People, not new systems, are the single most consistent impediment to improving cybersecurity practices, according to R.H. Powell, senior director of security services at Akamai Technologies.
In an interview with MeriTalk, Powell stated that employee training is the best remedy for addressing gaps in cybersecurity. Powell, who will be speaking at the Akamai Government Forum on March 28, compared security to soccer, stating the team’s weakest player can determine the team’s overall performance.
“Agencies need to focus on training and security practices. Security is a weak link game and our weakest link is the human link,” Powell said. “Agencies need to do it in a way that’s innovative and make sure they get the right people. It starts with training.”
Akamai’s State of the Internet/Security Report found that distributed denial of service (DDoS) attacks increased by 140 percent in the last three months of 2016. Powell said household computers, which come in the form of nanny cams, refrigerators, and security cameras, will remain “increasingly easy to take over.”
The IT field is similar to the medical sector, Powell said. He used the example of early doctors, who diagnosed cases completely on their own. Over time, lab testing grew more prevalent and the health sector grew more collaborative. Like doctors today, agencies confer among themselves before making IT-related decisions, Powell said.
“Agencies shouldn’t consider doing it all themselves. If you pick the right provider, you will be able to do more,” Powell said. “It starts with documenting clear requirements. When they’re unsure, that’s when cloud providers will be unsure.”
Securing a 21st century government–from the data center to the cloud to the Web–means exercising greater control over the uncontrollable. Join the 2017 Akamai Government Forum on March 28 at the Grand Hyatt, Washington, D.C., to find out how the new administration can combat increasingly sophisticated cyber threats.

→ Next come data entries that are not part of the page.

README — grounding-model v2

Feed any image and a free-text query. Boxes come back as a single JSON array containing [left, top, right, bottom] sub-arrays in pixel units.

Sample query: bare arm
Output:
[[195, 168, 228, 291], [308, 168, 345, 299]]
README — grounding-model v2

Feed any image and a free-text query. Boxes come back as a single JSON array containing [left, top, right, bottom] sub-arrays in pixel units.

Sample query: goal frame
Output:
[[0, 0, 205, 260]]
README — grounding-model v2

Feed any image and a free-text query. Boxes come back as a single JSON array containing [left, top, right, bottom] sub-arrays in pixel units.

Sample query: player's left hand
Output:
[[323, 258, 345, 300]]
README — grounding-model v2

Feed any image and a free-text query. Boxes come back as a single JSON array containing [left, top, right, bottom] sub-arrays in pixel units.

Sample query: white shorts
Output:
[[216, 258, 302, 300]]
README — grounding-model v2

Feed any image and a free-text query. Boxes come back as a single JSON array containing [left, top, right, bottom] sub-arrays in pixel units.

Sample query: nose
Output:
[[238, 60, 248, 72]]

Powell recommended agencies issue requests for information so they can show companies their needs and goals. He said Federal agencies tend to “go too quickly to price” when negotiating and often skip over discussing their desired outcomes. While he said agencies should select Federal Risk and Authorization Management Program-certified partners, he also said that FedRAMP is not a “panacea,” but a starting point.
He also advised agencies to be careful what they wish for, citing the example of Richard Gatling, who created a machine gun during the Civil War as an attempt to reduce the number of soldiers killed while operating firearms. Gatling did not realize the repercussions of his invention, which resulted in even more casualties.
“I think we need to be really thoughtful about what we’re asking for as agencies and agency partners,” Powell said. “You can’t just rely on your own network as the basis of security because it may be fatally flawed. Walk quickly, but carefully.”